Step 5: Verify backups still work
Run a manual Time Machine backup to confirm it completes successfully on the new macOS. Do this within the first 24 hours so you have a clean post-update backup.
Common post-update issues and fixes
Login screen rejects password
Most often: the keychain didn’t migrate cleanly. Restart in Safe Mode (hold Shift on Intel, hold power button on Apple Silicon then choose drive while holding Shift). Log in. Then restart normally.
App won’t launch
Quit and relaunch. If it still fails, reinstall the app. If still failing, check the vendor’s macOS compatibility page.
Wi-Fi or Bluetooth flaky
System Settings → Network → click the (i) next to your Wi-Fi → Forget. Reconnect with password.

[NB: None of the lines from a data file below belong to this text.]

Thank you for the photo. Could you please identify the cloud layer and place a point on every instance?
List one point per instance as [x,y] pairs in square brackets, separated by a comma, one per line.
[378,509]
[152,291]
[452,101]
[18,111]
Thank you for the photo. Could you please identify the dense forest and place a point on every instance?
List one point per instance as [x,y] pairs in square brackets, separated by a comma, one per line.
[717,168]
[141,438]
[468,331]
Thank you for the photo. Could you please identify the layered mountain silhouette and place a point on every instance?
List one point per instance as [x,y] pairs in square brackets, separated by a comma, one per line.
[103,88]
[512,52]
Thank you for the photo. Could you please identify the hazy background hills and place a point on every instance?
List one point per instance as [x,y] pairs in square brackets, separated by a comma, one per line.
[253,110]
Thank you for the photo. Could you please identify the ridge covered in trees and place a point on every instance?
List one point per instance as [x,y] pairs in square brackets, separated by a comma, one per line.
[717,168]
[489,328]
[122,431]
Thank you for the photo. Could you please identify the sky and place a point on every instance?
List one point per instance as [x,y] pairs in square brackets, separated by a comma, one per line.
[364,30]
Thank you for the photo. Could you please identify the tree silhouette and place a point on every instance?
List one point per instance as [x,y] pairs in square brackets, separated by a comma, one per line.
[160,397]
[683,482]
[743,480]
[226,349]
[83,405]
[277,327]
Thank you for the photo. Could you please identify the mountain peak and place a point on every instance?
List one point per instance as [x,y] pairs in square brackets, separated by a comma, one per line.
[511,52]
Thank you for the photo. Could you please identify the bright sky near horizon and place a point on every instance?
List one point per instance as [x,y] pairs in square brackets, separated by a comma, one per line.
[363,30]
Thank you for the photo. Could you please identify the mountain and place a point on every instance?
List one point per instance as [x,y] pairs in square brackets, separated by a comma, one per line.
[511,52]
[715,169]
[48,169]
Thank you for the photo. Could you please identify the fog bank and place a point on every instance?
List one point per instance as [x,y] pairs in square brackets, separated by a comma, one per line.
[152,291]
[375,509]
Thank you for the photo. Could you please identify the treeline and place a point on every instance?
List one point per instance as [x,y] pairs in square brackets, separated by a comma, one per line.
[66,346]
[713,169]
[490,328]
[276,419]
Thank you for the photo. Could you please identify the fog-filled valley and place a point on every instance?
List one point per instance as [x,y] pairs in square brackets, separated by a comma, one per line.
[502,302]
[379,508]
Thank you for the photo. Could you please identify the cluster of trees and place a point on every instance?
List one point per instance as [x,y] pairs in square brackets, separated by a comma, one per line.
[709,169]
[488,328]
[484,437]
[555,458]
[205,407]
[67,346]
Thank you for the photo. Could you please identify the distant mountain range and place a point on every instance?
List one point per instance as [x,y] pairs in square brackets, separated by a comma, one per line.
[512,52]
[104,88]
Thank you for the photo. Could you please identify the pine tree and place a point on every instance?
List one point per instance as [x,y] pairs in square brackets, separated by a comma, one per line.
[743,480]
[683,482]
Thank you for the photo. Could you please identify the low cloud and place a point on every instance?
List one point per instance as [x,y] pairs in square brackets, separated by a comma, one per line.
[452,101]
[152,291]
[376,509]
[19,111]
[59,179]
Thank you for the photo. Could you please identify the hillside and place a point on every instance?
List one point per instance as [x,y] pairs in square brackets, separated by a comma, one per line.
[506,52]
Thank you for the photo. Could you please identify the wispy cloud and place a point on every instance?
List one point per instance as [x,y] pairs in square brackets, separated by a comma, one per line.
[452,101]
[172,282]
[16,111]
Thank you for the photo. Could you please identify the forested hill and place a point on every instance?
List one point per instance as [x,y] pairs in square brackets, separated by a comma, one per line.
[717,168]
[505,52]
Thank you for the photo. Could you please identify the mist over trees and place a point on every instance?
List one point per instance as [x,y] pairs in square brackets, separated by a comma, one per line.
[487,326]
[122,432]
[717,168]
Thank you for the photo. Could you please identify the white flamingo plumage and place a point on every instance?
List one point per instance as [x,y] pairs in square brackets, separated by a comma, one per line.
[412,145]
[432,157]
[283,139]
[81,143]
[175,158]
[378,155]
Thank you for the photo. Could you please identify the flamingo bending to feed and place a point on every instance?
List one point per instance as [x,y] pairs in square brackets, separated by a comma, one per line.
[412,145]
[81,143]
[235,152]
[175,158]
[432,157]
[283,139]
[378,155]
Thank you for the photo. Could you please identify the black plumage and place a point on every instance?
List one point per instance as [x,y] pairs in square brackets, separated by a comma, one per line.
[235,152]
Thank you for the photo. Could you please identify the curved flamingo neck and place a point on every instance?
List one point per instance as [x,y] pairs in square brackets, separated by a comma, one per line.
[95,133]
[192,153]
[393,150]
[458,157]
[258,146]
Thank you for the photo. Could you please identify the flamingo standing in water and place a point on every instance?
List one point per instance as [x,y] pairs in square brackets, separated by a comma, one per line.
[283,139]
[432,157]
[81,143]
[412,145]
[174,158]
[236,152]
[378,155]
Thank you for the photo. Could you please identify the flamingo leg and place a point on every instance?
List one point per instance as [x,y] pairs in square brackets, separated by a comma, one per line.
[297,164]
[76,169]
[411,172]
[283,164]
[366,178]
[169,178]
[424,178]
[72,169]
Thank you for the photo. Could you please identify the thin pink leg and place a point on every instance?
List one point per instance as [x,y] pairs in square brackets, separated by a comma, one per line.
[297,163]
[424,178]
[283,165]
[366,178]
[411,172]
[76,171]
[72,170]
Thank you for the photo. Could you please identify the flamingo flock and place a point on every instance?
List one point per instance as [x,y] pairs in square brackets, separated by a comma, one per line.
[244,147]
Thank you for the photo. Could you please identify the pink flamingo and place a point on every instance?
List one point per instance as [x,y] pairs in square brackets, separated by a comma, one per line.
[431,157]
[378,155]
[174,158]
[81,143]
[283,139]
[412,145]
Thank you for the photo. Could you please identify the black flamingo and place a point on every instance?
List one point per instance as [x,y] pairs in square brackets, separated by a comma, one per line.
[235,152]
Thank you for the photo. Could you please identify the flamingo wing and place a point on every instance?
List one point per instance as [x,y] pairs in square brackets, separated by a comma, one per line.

For Bluetooth, often resolves on second restart.
Mail won’t sync
Mail → Window → Connection Doctor. Often shows what’s broken.
Performance worse than before
Almost always cache-related. Clear Slack/Chrome/Xcode caches, audit login items, restart. See our version-specific speed guides for your macOS.
External monitor not working
System Settings → Displays. Hold Option, click “Detect Displays.” If still nothing, restart with the monitor connected.
When to roll back
If post-update problems persist beyond a day of troubleshooting, rolling back is reasonable. See our rollback guide for the procedure.
The decision to roll back vs. troubleshoot longer comes down to:
- How much time you’ve spent already
- Whether the issue is blocking essential work
- Whether the next macOS point release is imminent (might fix it)
For most users, giving it 48 hours and one .x.1 release before deciding to roll back is sensible.
What I do every September
My personal cadence on a Mac I depend on:
- Read the launch coverage week one.
- Read the issue reports week two.
- Wait for the .x.1 release (usually mid-October to early November).
- Take a verified Time Machine backup that morning.
- Update Friday evening.
- Audit login items and run cleanup Saturday morning.
- By Monday, back to normal work.
That cadence has avoided most early-version pain over the last several macOS releases.